# MyColorScreen Invitations



## davidjr621 (Jun 6, 2011)

I am giving away 4 MyColorScreen invitations on G+

Heres how to enter!
https://plus.google.com/105239361028930170718/posts/PFEK4S6sBsK

Winners will be chosen at Random

Ends: Monday Morning at 11 A.M.


----------



## JsinLegacy (Jun 7, 2011)

WTH is MyColorScreen?


----------



## poontab (Jun 7, 2011)

JsinLegacy said:


> WTH is MyColorScreen?


Basically a lazy mans phone PSD. It's nice.


----------



## JsinLegacy (Jun 7, 2011)

Oh... so it does the work for me that I could do in PS...


----------



## davidjr621 (Jun 6, 2011)

JsinLegacy said:


> Oh... so it does the work for me that I could do in PS...

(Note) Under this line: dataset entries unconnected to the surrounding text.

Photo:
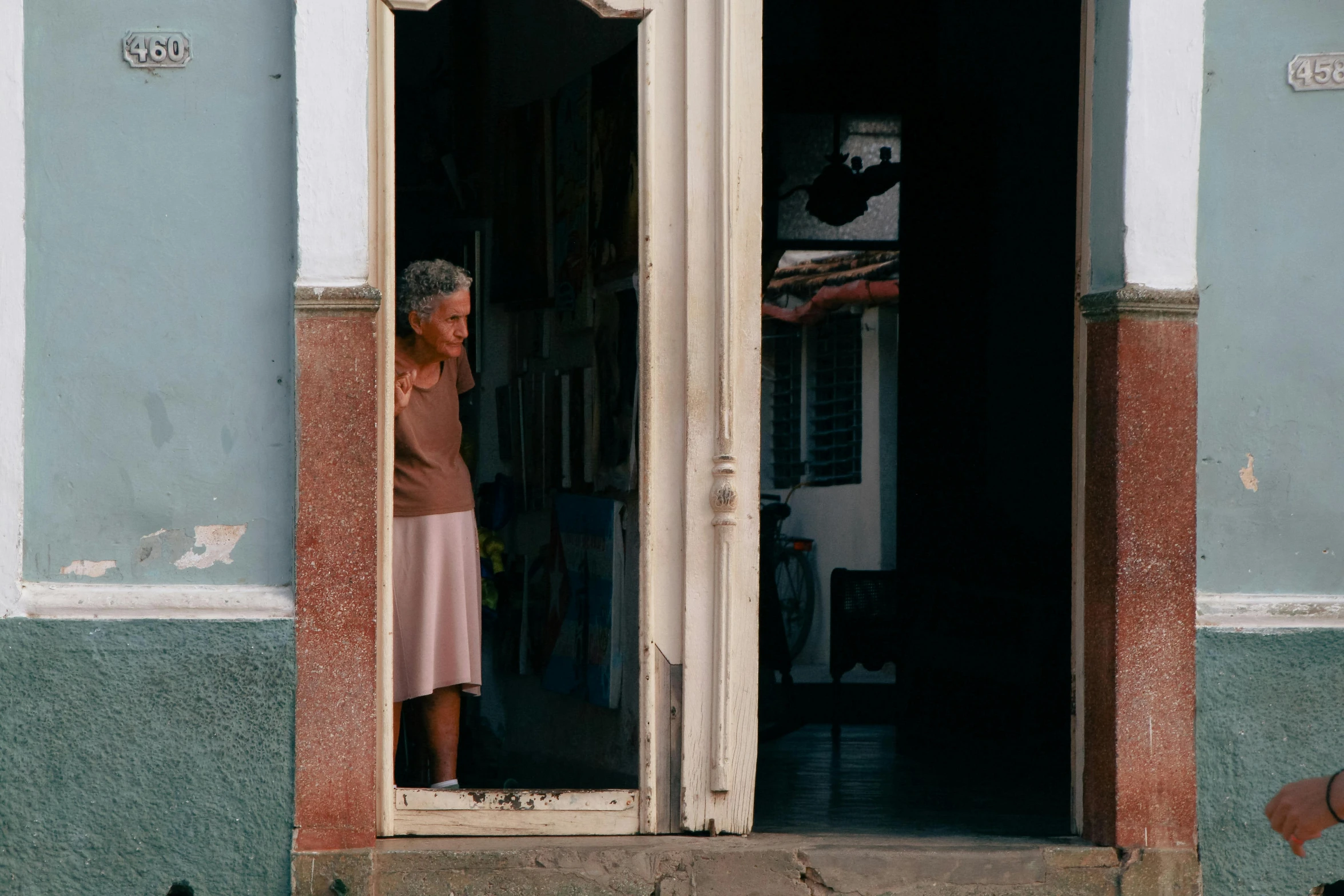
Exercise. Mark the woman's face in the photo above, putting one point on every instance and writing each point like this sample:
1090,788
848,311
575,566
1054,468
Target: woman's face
444,331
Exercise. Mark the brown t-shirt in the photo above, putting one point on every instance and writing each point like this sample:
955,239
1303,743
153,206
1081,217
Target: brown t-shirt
429,475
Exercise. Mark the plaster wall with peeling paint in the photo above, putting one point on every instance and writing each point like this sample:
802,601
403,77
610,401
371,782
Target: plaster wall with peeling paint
1270,436
158,452
159,386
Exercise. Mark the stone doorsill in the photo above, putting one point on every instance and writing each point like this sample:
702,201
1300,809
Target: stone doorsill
797,864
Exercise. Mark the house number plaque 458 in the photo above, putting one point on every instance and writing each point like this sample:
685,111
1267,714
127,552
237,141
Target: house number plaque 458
156,49
1318,71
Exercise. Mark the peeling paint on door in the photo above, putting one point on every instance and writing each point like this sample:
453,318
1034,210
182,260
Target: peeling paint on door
218,540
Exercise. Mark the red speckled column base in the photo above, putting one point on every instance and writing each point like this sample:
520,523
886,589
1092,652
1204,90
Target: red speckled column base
1139,587
335,726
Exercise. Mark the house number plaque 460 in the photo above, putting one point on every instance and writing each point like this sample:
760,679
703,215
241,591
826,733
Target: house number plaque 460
1318,71
156,49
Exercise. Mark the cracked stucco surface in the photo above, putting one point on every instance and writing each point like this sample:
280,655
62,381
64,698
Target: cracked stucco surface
140,752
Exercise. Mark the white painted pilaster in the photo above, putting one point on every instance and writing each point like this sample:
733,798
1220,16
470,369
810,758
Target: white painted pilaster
1143,91
331,70
13,272
1162,141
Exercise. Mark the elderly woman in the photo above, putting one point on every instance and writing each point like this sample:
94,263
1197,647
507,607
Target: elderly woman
436,560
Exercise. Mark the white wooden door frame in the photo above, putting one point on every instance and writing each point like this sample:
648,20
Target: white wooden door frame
701,120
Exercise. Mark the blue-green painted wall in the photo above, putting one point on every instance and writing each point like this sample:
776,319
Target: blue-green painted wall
1269,712
136,754
1270,329
160,225
1270,385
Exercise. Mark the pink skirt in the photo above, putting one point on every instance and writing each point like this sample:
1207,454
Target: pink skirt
436,605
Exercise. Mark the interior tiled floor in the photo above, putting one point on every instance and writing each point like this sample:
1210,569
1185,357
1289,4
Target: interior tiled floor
808,782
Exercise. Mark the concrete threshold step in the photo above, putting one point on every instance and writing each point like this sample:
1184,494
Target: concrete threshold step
761,864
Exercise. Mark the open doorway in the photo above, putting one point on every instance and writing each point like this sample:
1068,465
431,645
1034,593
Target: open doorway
917,398
516,135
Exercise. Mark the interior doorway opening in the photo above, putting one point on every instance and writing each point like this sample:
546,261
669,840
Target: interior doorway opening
516,135
917,417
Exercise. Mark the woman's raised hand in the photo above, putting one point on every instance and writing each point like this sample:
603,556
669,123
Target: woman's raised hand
402,387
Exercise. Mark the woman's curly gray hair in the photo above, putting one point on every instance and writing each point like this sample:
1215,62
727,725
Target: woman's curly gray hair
423,285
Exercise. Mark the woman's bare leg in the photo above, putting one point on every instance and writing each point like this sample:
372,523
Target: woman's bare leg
443,718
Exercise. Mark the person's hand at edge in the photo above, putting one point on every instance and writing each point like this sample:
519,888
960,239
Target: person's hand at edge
1299,810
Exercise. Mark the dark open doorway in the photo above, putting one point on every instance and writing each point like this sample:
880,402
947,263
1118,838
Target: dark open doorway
968,727
516,139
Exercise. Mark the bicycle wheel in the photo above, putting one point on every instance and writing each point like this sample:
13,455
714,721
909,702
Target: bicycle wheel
797,597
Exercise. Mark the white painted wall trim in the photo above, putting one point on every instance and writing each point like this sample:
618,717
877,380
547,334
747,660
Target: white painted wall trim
1162,141
81,601
1269,610
331,71
13,277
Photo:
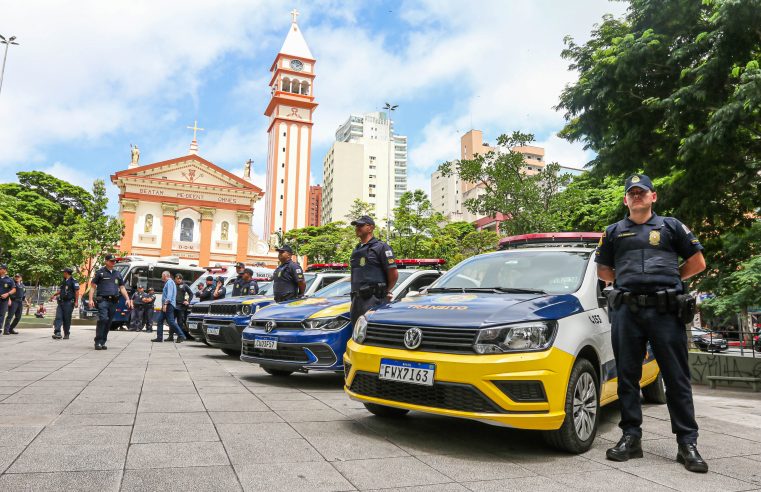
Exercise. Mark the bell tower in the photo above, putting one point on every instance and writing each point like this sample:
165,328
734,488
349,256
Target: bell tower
290,113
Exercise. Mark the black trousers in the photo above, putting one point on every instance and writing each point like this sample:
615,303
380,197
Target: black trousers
668,338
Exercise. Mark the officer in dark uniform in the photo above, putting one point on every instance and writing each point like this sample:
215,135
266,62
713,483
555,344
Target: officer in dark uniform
7,290
288,277
248,286
68,299
109,284
640,254
17,306
238,285
373,270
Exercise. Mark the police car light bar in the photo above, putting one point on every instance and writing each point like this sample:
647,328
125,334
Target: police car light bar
550,238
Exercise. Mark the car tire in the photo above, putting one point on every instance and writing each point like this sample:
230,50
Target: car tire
655,392
579,429
385,412
277,372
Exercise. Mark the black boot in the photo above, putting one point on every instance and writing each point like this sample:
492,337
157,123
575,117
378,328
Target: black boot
688,456
628,447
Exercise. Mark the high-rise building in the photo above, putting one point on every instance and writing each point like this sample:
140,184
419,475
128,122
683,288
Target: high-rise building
290,112
368,161
315,206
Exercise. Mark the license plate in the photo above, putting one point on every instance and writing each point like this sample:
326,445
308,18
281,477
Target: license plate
269,343
407,372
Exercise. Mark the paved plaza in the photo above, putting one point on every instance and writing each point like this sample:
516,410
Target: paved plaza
145,416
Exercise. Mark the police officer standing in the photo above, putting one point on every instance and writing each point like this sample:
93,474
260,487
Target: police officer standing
68,299
238,284
288,277
109,284
7,290
373,270
640,254
17,306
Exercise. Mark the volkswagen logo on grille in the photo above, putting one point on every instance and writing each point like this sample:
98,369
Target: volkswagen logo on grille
413,338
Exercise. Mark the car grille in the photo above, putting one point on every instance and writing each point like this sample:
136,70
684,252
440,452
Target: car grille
435,339
223,309
449,396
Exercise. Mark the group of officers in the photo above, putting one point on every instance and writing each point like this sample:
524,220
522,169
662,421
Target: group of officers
639,255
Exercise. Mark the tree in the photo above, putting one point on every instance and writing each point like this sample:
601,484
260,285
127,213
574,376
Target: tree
674,89
526,199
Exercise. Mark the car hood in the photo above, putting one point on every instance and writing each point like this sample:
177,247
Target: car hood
475,310
312,307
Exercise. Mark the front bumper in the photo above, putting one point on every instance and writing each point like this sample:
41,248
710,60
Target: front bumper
466,386
298,350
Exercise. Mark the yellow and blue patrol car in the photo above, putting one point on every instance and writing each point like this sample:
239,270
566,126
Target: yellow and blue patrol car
519,338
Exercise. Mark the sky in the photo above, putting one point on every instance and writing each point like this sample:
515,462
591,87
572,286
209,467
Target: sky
89,78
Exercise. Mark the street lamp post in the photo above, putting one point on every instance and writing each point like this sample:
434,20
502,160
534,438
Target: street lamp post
391,162
7,43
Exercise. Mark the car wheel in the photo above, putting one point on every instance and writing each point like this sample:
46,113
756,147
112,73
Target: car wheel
582,408
277,372
655,392
385,412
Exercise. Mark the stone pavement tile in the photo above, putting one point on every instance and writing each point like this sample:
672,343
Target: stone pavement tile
94,419
475,466
389,472
7,455
87,481
172,455
739,467
72,435
287,477
325,415
274,451
242,402
256,432
244,417
198,479
18,435
66,457
676,477
526,484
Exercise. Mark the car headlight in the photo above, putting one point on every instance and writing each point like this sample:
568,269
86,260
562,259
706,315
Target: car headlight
360,330
325,324
522,337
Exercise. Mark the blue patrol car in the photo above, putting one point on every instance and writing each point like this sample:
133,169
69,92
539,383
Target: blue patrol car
311,334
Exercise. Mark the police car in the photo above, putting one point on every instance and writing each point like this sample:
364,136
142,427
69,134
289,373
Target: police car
311,334
225,319
519,338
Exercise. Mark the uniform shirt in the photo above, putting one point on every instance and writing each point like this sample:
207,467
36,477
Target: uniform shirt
645,256
69,288
286,278
370,262
108,282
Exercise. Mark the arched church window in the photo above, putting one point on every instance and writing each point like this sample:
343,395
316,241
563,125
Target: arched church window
186,230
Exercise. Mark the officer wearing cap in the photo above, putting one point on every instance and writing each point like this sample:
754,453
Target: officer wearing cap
17,306
238,284
248,286
7,289
68,299
373,269
640,255
288,278
109,283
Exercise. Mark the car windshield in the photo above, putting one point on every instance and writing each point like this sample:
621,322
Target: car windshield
529,271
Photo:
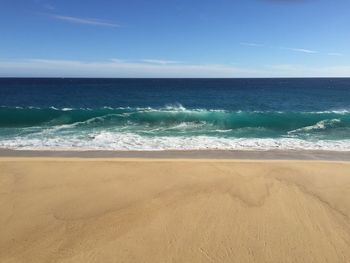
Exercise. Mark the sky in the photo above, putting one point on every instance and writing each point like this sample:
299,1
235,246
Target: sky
174,38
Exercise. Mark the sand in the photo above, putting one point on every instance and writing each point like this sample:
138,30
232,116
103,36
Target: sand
151,210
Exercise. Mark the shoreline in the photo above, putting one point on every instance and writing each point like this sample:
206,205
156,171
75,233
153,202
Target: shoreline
187,154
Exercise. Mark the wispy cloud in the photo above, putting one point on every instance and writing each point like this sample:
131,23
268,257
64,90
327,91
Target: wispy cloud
335,54
251,44
302,50
160,61
85,21
49,7
118,68
122,68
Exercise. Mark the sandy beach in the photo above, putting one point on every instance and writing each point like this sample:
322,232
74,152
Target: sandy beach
173,210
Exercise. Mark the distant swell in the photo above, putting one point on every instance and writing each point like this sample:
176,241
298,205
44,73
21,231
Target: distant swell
168,116
171,127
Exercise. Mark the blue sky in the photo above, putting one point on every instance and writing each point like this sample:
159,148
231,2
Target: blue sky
177,38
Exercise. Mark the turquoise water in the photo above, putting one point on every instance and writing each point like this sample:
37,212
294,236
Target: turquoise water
246,114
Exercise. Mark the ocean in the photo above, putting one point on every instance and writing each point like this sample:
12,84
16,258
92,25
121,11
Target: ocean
175,114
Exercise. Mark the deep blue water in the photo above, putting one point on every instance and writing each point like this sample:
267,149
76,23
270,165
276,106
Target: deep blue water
153,114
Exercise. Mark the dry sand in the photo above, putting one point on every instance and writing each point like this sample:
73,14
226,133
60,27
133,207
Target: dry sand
149,210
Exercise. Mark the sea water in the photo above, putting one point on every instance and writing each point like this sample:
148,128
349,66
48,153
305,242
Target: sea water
175,114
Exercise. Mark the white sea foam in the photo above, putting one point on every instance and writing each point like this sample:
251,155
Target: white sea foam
321,125
128,141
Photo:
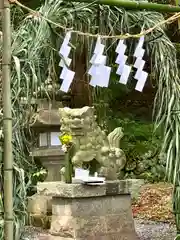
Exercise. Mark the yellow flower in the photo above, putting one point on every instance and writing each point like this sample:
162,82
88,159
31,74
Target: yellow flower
65,139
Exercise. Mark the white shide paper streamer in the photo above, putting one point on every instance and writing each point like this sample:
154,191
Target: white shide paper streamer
140,76
99,72
66,74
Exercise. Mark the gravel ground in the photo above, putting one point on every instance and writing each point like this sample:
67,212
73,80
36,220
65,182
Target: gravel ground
147,230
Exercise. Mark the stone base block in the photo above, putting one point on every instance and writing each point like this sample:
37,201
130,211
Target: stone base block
81,216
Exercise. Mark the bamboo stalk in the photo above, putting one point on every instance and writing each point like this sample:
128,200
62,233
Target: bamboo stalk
7,121
134,5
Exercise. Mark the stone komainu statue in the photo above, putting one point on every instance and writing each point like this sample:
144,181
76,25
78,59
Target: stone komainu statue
91,142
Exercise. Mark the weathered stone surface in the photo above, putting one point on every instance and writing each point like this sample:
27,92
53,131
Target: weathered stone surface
37,204
91,206
75,190
71,190
90,226
63,226
82,212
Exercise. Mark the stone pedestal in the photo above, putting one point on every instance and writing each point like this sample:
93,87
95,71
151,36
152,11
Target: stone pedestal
81,212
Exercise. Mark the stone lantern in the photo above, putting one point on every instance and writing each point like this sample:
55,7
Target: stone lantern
46,124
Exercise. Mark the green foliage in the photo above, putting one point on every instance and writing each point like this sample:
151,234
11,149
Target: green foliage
35,45
142,149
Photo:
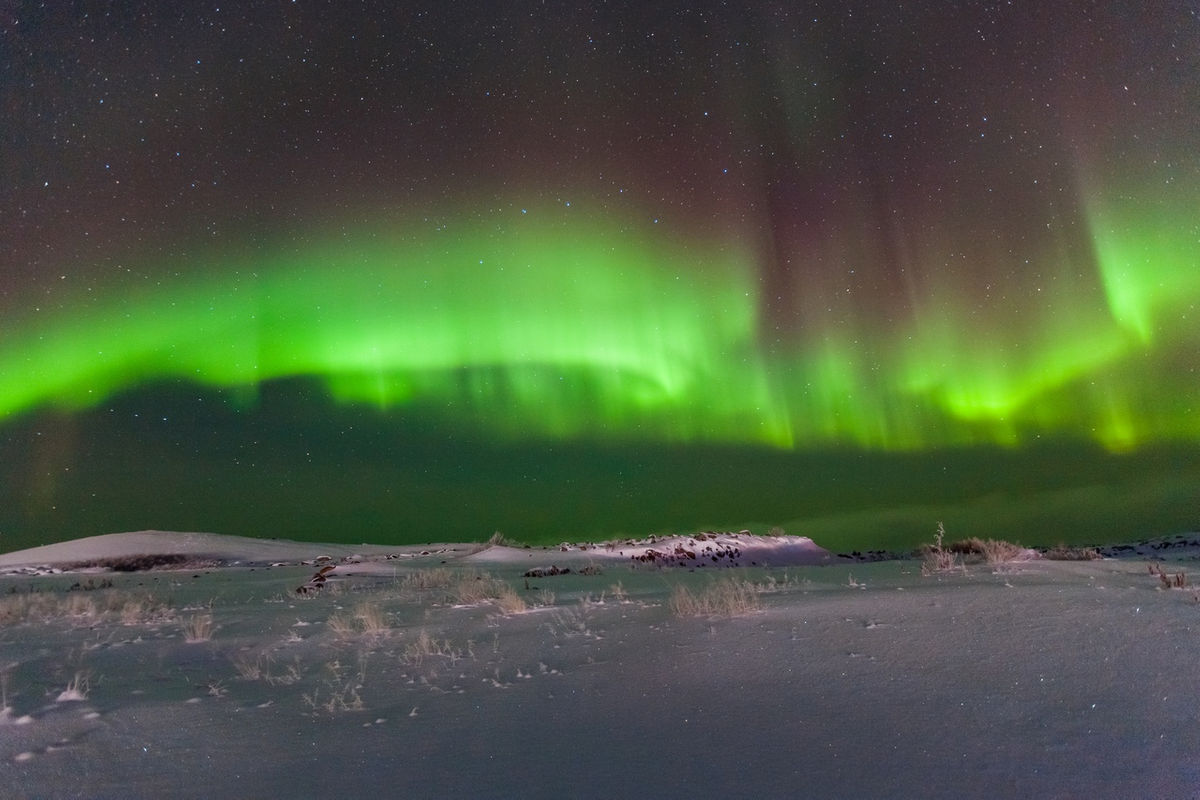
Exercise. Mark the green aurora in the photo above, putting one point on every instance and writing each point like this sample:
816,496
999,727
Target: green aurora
539,324
582,270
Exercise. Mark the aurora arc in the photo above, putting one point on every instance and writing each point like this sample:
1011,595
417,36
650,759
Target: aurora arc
556,324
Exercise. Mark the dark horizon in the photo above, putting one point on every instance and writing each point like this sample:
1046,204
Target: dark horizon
353,474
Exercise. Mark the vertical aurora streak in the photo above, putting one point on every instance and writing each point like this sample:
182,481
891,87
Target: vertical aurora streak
641,266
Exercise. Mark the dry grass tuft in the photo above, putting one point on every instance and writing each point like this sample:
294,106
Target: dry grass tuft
1001,552
82,607
1071,553
939,558
720,599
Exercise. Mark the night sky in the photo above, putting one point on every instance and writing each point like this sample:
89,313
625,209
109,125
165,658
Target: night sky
402,272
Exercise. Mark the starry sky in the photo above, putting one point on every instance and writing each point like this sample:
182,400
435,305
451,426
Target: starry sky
405,271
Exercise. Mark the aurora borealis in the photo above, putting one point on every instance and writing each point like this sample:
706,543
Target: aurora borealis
600,270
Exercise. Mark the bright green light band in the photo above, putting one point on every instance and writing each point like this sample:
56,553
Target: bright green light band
552,324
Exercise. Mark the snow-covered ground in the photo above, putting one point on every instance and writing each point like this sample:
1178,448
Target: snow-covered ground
443,671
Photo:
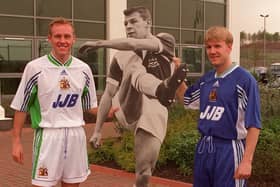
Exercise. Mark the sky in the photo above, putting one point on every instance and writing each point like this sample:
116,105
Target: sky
250,19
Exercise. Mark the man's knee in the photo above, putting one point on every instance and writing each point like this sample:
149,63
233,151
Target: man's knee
142,180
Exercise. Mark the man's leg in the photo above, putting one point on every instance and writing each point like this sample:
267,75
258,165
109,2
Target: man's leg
63,184
150,85
146,150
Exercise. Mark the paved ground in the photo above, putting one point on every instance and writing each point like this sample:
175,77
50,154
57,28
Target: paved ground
15,175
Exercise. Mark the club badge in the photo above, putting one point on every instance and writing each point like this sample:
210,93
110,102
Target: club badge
64,84
213,95
43,172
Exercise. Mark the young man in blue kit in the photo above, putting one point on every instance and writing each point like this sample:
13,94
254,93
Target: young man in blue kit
229,122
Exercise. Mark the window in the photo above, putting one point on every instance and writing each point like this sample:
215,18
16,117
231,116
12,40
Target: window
90,30
192,14
215,14
13,7
192,37
163,17
14,54
16,26
54,8
90,10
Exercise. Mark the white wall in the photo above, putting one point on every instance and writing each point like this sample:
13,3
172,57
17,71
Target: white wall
234,27
115,26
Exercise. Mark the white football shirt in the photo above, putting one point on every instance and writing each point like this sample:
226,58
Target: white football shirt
56,94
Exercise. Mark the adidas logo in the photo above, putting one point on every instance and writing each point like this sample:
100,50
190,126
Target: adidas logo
216,84
63,72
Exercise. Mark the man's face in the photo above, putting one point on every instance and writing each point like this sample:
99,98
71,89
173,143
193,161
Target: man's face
136,27
218,52
61,39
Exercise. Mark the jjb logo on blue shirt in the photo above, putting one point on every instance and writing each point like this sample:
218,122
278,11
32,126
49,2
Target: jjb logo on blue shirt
213,113
69,101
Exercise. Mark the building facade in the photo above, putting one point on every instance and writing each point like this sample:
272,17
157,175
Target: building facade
23,32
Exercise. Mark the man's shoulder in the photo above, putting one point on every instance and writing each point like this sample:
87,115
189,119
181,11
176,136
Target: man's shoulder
37,62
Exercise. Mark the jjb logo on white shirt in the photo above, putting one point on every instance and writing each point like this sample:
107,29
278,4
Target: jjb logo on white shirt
213,113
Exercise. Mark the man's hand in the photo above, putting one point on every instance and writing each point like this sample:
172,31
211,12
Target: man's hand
87,46
243,171
112,112
95,140
17,152
176,61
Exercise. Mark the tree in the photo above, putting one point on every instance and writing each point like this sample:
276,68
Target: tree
276,37
243,37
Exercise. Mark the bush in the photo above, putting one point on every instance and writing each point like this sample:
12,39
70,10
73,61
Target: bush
182,136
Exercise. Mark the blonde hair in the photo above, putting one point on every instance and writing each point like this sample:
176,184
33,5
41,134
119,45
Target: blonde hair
218,33
59,20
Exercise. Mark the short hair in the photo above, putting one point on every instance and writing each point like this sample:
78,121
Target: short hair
143,11
218,33
59,20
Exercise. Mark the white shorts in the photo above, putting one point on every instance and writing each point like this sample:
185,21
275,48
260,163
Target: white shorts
59,154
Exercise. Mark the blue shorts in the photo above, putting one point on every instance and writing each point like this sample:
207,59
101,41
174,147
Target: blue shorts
216,161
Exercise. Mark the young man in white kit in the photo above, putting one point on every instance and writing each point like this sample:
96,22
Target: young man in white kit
55,89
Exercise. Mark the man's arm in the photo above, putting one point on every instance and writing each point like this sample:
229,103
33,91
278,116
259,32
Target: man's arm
245,167
17,150
150,44
102,113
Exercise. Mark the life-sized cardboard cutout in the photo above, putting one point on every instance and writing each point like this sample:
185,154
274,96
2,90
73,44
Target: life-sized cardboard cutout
139,82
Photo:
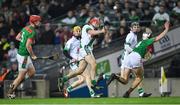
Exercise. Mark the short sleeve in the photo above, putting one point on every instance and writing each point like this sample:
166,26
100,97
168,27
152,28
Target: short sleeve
150,41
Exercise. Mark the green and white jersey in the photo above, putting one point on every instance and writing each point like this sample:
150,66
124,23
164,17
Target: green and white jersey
141,47
73,46
26,33
86,39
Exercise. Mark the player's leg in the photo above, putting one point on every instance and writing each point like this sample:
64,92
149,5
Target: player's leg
80,81
17,81
79,71
139,74
141,90
22,67
87,76
92,62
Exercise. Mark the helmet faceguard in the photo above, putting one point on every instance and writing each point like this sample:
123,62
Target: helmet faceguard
95,22
34,19
134,27
77,32
147,33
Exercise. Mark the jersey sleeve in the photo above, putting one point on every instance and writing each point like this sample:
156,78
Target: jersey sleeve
67,46
66,50
128,39
150,41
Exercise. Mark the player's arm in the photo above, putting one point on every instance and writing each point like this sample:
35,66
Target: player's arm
66,53
18,37
29,48
95,32
166,25
128,44
66,49
128,48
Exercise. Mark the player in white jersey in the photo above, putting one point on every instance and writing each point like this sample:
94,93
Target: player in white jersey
130,43
71,51
133,63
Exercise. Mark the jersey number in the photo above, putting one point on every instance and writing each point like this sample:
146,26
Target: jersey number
22,37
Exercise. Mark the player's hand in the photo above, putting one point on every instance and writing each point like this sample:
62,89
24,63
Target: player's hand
103,30
34,57
166,25
74,60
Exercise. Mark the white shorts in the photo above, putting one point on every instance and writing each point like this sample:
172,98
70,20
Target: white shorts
85,51
133,60
24,62
73,66
123,57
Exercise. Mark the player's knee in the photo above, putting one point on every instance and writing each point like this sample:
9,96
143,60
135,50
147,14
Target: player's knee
125,81
81,80
93,65
80,71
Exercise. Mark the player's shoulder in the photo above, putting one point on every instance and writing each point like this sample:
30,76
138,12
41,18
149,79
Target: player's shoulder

I just think its an easier way to share screenshots


----------



## poontab (Jun 7, 2011)

davidjr621 said:


> I just think its an easier way to share screenshots


Looks cool too & much cheaper than paying for a PSD or making your own. If anyone isn't in it I encourage you to take advantage of davidjr621's offer of the invite while it lasts.


----------



## MeHappy (Jun 21, 2011)

I think I deserve one because I take and post a lot of screenshots on various threads and it's pretty slow to put them into photoshop and align them with the phone overlays that I cut out.


----------



## JsinLegacy (Jun 7, 2011)

davidjr621 said:


> I just think its an easier way to share screenshots


Is there a mobile app...or does it still have to be done on PC....i have a PsD for tbolt already but a mobile app would be nice


----------